U.K. natural gas climbed to a two-week high after the U.S. and the European Union imposed the most aggressive sanctions to date on Russia and after reports that a passenger jet was shot down in eastern Ukraine.
Gas in the U.K., Europe’s biggest market, advanced as much as 7.2 percent, the biggest gain in a month, on the ICE Futures Europe exchange in London. A Malaysia Airlines Boeing 777 jet carrying 295 people was shot down by pro-Russian rebels near Donetsk, Ukraine’s Interior Ministry adviser Anton Geraschenko said on his Facebook page. The EU and U.S. late yesterday extended sanctions imposed on Russia, with targeted companies including OAO Rosneft, the country’s largest oil driller, gas producer OAO Novatek and OAO Gazprombank, the nation’s third-largest lender.
The U.S. and the EU acted after travel bans and asset freezes aimed at President Vladimir Putin’s inner circle failed to force Russia to meet an ultimatum to end support for separatists in Ukraine’s east. Russia meets about 30 percent of Europe’s gas needs, half of which goes through pipelines crossing Ukraine. Disputes between the two former Soviet nations disrupted supplies to the EU in 2006 and 2009 amid freezing weather.
“There is potentially some additional risk premium on the back of the recent sanctions being built into prices over fears of any impact this may have on Russian supplies into western Europe, which are currently reported as normal,” Wingas U.K. Ltd., a wholesaler, said in a report e-mailed today.
Front-month U.K. gas climbed as high as 39.72 pence a therm ($6.79 per million British thermal units) on ICE. The contract was at 39.63 pence at 4:58 p.m. in London. Dutch gas for August on the Title Transfer Facility hub rose as much as 5.9 percent to 17.10 euros ($23.13) a megawatt-hour, the highest since July 1, broker data compiled by Bloomberg showed.

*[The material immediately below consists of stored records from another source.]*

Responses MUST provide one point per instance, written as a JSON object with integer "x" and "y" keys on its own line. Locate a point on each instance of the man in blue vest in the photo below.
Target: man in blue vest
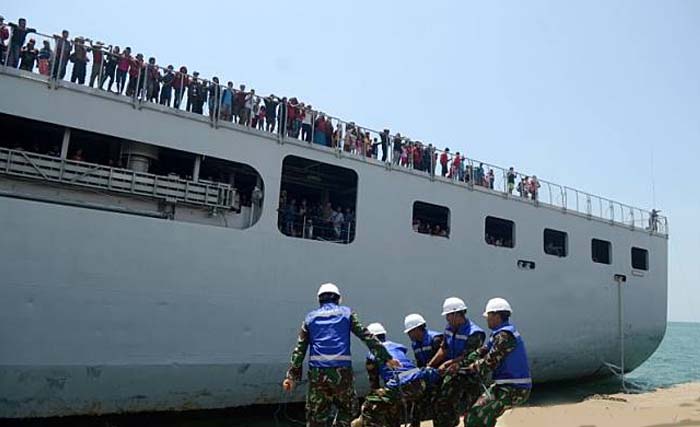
{"x": 462, "y": 337}
{"x": 425, "y": 343}
{"x": 325, "y": 332}
{"x": 404, "y": 386}
{"x": 505, "y": 357}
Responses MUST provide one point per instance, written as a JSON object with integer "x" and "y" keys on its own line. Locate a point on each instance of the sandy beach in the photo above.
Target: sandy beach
{"x": 677, "y": 406}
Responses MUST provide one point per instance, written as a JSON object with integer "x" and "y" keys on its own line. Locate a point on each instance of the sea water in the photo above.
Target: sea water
{"x": 676, "y": 361}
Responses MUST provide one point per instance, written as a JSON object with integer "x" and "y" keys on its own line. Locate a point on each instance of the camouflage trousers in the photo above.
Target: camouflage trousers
{"x": 423, "y": 408}
{"x": 493, "y": 404}
{"x": 456, "y": 395}
{"x": 388, "y": 407}
{"x": 330, "y": 387}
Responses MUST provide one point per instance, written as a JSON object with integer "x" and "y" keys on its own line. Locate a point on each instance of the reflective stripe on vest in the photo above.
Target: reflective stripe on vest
{"x": 397, "y": 352}
{"x": 323, "y": 357}
{"x": 423, "y": 350}
{"x": 457, "y": 341}
{"x": 514, "y": 381}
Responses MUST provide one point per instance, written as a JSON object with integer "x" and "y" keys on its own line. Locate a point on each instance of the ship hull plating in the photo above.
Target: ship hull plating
{"x": 105, "y": 312}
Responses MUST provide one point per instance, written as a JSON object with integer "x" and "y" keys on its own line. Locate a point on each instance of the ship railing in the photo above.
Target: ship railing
{"x": 350, "y": 139}
{"x": 95, "y": 176}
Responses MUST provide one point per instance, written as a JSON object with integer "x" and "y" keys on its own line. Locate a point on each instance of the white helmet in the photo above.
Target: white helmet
{"x": 412, "y": 321}
{"x": 376, "y": 329}
{"x": 328, "y": 288}
{"x": 497, "y": 304}
{"x": 452, "y": 305}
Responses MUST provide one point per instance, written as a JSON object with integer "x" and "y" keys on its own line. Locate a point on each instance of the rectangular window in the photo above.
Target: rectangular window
{"x": 640, "y": 259}
{"x": 601, "y": 251}
{"x": 317, "y": 201}
{"x": 556, "y": 242}
{"x": 431, "y": 219}
{"x": 500, "y": 232}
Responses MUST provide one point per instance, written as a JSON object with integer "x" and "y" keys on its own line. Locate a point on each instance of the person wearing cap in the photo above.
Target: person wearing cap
{"x": 28, "y": 56}
{"x": 19, "y": 35}
{"x": 98, "y": 63}
{"x": 136, "y": 74}
{"x": 44, "y": 58}
{"x": 325, "y": 332}
{"x": 4, "y": 35}
{"x": 79, "y": 58}
{"x": 110, "y": 71}
{"x": 505, "y": 357}
{"x": 403, "y": 387}
{"x": 166, "y": 91}
{"x": 462, "y": 337}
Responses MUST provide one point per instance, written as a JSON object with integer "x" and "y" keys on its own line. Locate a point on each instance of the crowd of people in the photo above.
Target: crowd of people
{"x": 315, "y": 220}
{"x": 424, "y": 227}
{"x": 119, "y": 71}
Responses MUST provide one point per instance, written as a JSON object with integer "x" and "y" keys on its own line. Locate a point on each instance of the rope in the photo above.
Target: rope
{"x": 407, "y": 420}
{"x": 281, "y": 415}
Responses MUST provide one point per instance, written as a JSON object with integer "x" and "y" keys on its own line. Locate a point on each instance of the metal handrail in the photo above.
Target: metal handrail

Putin denounced the sanctions as a reflection of an “aggressive” U.S. foreign policy. At a news conference in Brazil, he warned they are liable to “boomerang” and hurt U.S. business interests. Putin has denied fomenting the rebellion even as Russian troops have begun massing anew on Ukraine’s border. OAO Gazprom, Russia’s state-run pipeline gas monopoly, wasn’t included in the sanctions. A meeting with the EU’s Energy Commission was delayed to next week, Russia’s Energy Ministry said today.
“These latest U.S. sanctions will potentially be the first since the crisis started to have a direct impact on the energy sector,” Trevor Sikorski, head of gas, coal and carbon at consultants Energy Aspects Ltd. in London, said by e-mail today. As neither Rosneft or Novatek can “directly export gas, this will have little impact on gas supply into Europe.”
Gas supplies to the European Union have been flowing normally since Russia cut supplies to Ukraine on June 16. Slovak grid operator Eustream said it didn’t record pressure reduction at the compressor station at the border with Ukraine, according to a statement on its website today. Ukraine pumped gas into storage for a fourth week since the Russian cut off in the 7-day period ended July 11, according to data from Gas Infrastructure Europe, a lobby group in Brussels.
Within-day gas rose as much as 5.1 percent to 39.25 pence a therm on the National Balancing Point hub, while the day-ahead contract gained as much as 5.4 percent to 39 pence a therm, broker data showed. The nation’s pipelines were forecast to contain 2 percent less gas at 6 a.m. tomorrow from the same time today while demand was forecast at 175.9 million cubic meters, 2.3 percent below the seasonal norm, according to National Grid Plc, the network operator.